Business Services Industry
"Business is the emancipator." - African-American business leader J. Bruce Llewellyn
Nation's Business, Sept, 1990 by Glen Macnow
His assessment of the public sector? "I didn't like it," he says. "There was too much red tape, too little innovation, and the people working in it seemed lazy and not too bright."
Llewellyn is equally blunt in his appraisal of private industry. He looks at the state of American business, and he sees mistakes. A sampling:
Racism. "These days," he says, "blacks can get into the candy store, we can even manage the candy store, but there's still a glass ceiling holding us down when it comes to owning the store." Llewellyn believes that lending institutions remain reluctant to finance blacks, largely because there is a history of exclusion. "A lot of bankers don't want to be in the position of taking what they believe to be a risk by lending to some black guy who's not part of their network," he says. "They figure, `Things have worked for me the way I've done them, so why change now?'"
Still, he believes things have improved vastly in the past decade and will continue to do so as blacks show themselves able in new areas. He cites himself as a pioneer: "When I bought New York Times Cable, we borrowed over $300 million. We paid it back - we didn't take the money and run. That establishes a track record and helps all minorities. It dampens the enthusiasm for racism."
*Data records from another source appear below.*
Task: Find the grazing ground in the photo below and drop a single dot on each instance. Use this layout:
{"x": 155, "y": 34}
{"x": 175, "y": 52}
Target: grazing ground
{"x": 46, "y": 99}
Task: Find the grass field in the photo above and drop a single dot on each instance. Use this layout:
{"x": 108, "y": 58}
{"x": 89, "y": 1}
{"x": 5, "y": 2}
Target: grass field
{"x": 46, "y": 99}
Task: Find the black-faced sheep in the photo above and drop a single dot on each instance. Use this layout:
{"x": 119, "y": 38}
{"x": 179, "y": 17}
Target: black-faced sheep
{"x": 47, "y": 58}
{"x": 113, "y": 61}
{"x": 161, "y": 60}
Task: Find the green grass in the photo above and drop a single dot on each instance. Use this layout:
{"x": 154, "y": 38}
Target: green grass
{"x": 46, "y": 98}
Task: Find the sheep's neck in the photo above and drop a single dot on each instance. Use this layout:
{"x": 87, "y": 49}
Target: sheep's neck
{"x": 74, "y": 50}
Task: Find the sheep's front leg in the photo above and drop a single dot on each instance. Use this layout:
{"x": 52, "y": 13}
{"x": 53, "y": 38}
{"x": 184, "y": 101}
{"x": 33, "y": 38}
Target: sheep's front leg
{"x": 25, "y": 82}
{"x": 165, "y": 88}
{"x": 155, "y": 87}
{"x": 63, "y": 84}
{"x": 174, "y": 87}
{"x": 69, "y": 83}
Complacency. American business, Llewellyn argues, has generally grown too comfortable and too accepting of mediocrity. Many companies not only lack innovation, he says, but also lack the drive to excel. "When we took over the Coke bottling business in Philadelphia, the previous owner told us that things were going about as well as they could," he recalls. "Well, we studied things and determined that even as solid a product as Coke suffers unless the owner really hustles."
Llewellyn stressed execution - getting his products on as many store shelves as possible, especially in the long-ignored inner city and outlying rural areas. He also chased new accounts - such as Evian and Saratoga mineral water - and pushed new products. "We were able to take Barq's from nowhere to the largest-selling root beer in Philadelphia in a very short time," he says. "How? Pure hustle."
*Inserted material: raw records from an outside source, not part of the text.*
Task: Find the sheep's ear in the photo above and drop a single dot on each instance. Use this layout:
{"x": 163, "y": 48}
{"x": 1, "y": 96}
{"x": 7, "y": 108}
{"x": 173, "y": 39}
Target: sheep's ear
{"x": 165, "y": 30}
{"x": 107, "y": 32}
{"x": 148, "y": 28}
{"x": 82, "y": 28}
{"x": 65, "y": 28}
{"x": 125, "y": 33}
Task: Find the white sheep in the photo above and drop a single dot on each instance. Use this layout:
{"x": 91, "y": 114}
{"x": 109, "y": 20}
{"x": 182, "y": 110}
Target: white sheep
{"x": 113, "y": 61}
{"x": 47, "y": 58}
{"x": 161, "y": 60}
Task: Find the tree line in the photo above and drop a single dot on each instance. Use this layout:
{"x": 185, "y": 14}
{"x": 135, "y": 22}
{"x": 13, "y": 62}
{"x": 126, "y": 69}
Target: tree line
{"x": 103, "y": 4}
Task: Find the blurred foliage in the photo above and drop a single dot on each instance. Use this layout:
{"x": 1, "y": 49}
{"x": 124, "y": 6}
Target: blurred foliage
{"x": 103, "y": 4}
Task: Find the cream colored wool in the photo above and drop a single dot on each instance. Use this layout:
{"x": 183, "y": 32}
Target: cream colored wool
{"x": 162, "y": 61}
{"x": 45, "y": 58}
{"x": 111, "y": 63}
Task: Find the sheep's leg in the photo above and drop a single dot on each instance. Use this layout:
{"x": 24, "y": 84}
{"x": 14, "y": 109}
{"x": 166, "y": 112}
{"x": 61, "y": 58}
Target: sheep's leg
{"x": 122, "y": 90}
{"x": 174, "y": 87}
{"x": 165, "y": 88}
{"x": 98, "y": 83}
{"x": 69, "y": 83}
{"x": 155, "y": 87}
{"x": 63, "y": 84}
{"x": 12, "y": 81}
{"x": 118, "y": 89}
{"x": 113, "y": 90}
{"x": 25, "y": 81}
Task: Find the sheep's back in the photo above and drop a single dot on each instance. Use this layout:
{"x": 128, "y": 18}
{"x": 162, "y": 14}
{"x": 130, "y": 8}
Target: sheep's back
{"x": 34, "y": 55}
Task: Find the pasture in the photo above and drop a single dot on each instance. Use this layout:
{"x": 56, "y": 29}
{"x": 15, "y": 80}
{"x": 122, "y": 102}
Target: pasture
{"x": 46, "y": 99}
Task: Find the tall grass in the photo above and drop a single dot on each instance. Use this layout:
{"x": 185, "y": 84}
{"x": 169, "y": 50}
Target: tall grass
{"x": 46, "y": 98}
Selfishness. Too many top executives, Llewellyn argues, are unwilling to delegate authority and extend equity to the people working for them. The result: a diminished sense of pride among high-ranking employees.
"Some CEOs say, `It's my business, why should I give up control?'" he says. "But I've always found that if you really want your people to have a concern about the business, they should have a stake in it. If you want good managers and don't want them leaving, if you want them motivated to look at this business as their own, give them an equity stake."
In Llewellyn's firms, 10 to 15 percent of the stock is split among top executives, under the proviso that anyone leaving the firm must sell his or her share back to the company.
Squeamishness. This criticism is largely aimed at black business leaders, who, he says, tend to look inward and limit their ambitions to selling consumer goods to other blacks. He worries about a failure of black businesses to become integrated in the overall U.S. economy.